# Stay Permit for Family Reasons



## tmp24 (Mar 19, 2014)

Hello All,

My family and I are relocating to Bologna in May for 1 year! We are very excited and are in the process of gathering all of the documentation we need. My daughter and I are dual US/Italian citizens so will not need stay permits or visas. My husband is eligible to apply for his dual citizenship but hasn't yet, so he will need a stay permit. The Consulate (I've spoken to 2 different ones!) has stated that for a Permesso di Soggiorno per Motivi Familiari, a visa is not necessary. Apparently the law changed in August of 2013. Great. Now he needs a stay permit and I can't find the specifics of what documentation he will need.
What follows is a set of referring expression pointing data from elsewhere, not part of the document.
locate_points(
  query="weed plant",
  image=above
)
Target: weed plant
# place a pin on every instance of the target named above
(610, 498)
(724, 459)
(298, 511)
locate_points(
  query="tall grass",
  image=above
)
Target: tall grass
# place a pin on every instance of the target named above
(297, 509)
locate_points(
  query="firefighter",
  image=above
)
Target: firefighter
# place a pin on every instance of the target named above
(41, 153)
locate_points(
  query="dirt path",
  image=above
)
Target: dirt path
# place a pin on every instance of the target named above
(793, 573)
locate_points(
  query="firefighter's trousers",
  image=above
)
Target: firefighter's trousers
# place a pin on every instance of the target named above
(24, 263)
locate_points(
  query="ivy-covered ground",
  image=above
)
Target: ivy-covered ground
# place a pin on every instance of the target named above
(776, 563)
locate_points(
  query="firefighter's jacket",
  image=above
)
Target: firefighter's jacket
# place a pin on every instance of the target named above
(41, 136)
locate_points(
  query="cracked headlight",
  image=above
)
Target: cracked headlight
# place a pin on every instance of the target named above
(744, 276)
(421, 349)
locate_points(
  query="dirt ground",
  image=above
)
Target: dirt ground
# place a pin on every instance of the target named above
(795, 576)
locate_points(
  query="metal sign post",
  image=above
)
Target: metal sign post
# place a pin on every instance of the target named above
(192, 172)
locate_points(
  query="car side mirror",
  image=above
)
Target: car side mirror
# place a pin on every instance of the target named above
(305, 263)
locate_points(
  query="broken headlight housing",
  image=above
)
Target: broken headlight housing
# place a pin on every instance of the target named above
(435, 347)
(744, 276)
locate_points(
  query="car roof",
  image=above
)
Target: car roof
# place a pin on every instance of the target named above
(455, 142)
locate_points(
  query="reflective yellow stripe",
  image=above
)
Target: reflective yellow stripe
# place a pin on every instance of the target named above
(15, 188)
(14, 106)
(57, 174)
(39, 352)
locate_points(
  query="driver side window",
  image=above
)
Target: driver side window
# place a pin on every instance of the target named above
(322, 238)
I understand what is required for all stay permits (completed permesso di soggiorno kit, marca da bollo, passport photos, passport copies, fees) but don't know exactly what else he will need for the family stay permit. Police records? A copy of our marriage certificate? I can't seem to find detailed information online and the consulate had no idea. Does anyone know? We got married in Italy in 2008 so it should be easy for them to determine that we're married. Is a copy OK or do we need to request a marriage certificate from the Comune with the marca da bollo? I believe we need to prove we have health insurance - we are planning on buying 3 mo. worth of travel insurance but then plan to enroll is the Italian healthcare system. I can enroll right away as can my daughter, and according to the official website, my husband can to, once he applies for his stay permit. Will 3 months of coverage be enough for them to approve his application? Ugh...

Any insight would be appreciated. I see site after site listing general requirements but not for the specific different kinds of stay permits.

Thanks in advance for you help!!

tmp24


----------